I took dinner to Geoff at work this afternoon. I know, lame! And likely a colossal mistake. It seems one co-worker can’t do something nice for another co-worker without drawing comments like “Geoff lover!” Honestly, are we in junior high here? Anyway, I must be a REAL bitch, because Geoff said he was “overcome” by my kindness. WHAT? I can’t be kind? I am one of the nicest people I know! Then he accused me (jokingly, of course) of putting a roofie in the food so as to have my way with him later! As if?! No, when THAT happens I want him to remember, ALWAYS.
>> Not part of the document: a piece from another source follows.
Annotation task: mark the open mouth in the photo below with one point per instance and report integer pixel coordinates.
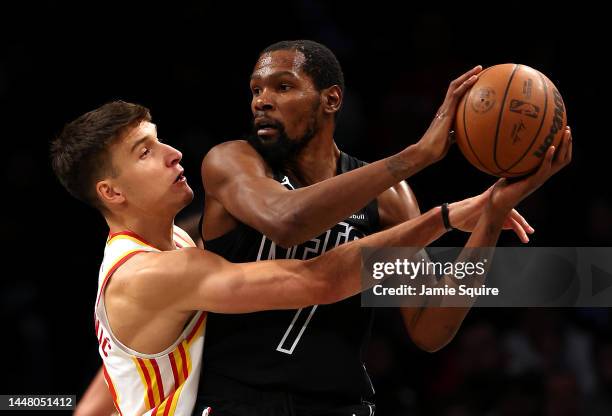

Today was the first time I’ve laid eyes on Geoff since putting up the blog. Awkward! I wondered how it would be. It was a little tense? Or intense? I’m not sure. But it was weird. Geoff is very concerned about our co-workers finding the blog. I say the www is very big and chances are slim. And if someone from work happens to stumble upon Ela, se la vie! It’s not like Geoff and I are banging each other in the studio at night! Actually, it’s not like Geoff and I are banging each other anywhere. If anyone has anything to lose by the discovery of Ela, I’d say that someone is me. I mean, honestly, how humiliating would it be for ALL of my co-workers to find out that I’m gaga over Geoff.
Geoff told me he’s following the blog. I’m not sure how I feel about that. I knew he would be checking up on it, but I didn’t realize he would feel the need to be so invested in it. I can’t help but wonder if it’s a bit to build his own ego. Men! I’ve been writing with the knowledge that he could read it, anytime. I gave him the link! But, I’ve been writing as if he, as if no one, would be reading it. Kind of like when I was a teenager and I kept a diary. I wrote it as if I never expected my mother to read it. I left it unlocked in a shoebox under my bed. She could have opened it up and had a good read anytime she wanted. I’m going to go out on a limb and guess she never did, because I think if she had, I would’ve heard about it. I said the most horrid things. I think nearly every entry began with, “I hate my mother, she is such a bitch!” Yea, I’m pretty sure if she had read it, I would’ve heard about it! So, I approach Ela the same way. The full monty, if you will. Nothing held back.